La magistrada censura que el fraude era posible por el sistema de la Junta

Traslado de archivos a la comisión de investigación del Parlamento sobre los cursos, en Sevilla.
Traslado de archivos a la comisión de investigación del Parlamento sobre los cursos, en Sevilla. EFE

La titular del Juzgado de Instrucción 3 de Sevilla, Patricia Fernández, ha abierto juicio oral contra el empresario José Sivianes y otras ocho personas por un presunto fraude en las subvenciones para cursos de formación que su compañía recibió del Gobierno andaluz entre 2010 y 2012. Según el auto, la entidad Formación Integral para el Empleo sumó en ese periodo más de cinco millones de euros para programas que presentan "numerosas irregularidades". La magistrada censura que el supuesto fraude fue posible gracias al sistema de control de la Junta de Andalucía, que se limitaba "a una comprobación formal del dinero empleado". Esta resolución ahonda en las diferencias entre los propios magistrados que investigan la causa de la formación sobre la responsabilidad de la Administración. 

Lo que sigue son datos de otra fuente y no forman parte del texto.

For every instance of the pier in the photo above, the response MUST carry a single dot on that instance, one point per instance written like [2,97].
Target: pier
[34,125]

En su resolución, la juez señala que los nueve acusados lograron armar "un entramado documental" para justificar ante la Junta las ayudas recibidas para los cursos, cuyo coste real era un "70% menos" que el que la compañía declaraba a la Administración. Así, "gran parte del dinero defraudado se canalizó a través de la simulación de la cesión del servicio de docencia, la duplicidad en las horas facturadas y operaciones de ampliación de capital que no son sino mecanismos ficticios". "De esta forma, si el coste real de la hora de clase de un docente era 20 euros, se facturaban a 80 euros. Y el mismo concepto se facturaba por duplicado", explica la magistrada. Asimismo, se facturaba el alquiler de equipos o mobiliario a un coste "notablemente superior" o productos inexistentes o no suministrados. En este sentido, el empresario utilizó para justificar las subvenciones con facturas falsas de dos sociedades, Vicafer Gestión y Bio Oil Doñana, que operan en el sector del aceite para mayoristas. Acusados de presuntos delitos de fraude de subvenciones y delito continuado de falsedad en documento mercantil, la juez ha impuesto una fianza de 3 millones para Sivianes y su mujer, y de 20.000 euros para los otros siete acusados.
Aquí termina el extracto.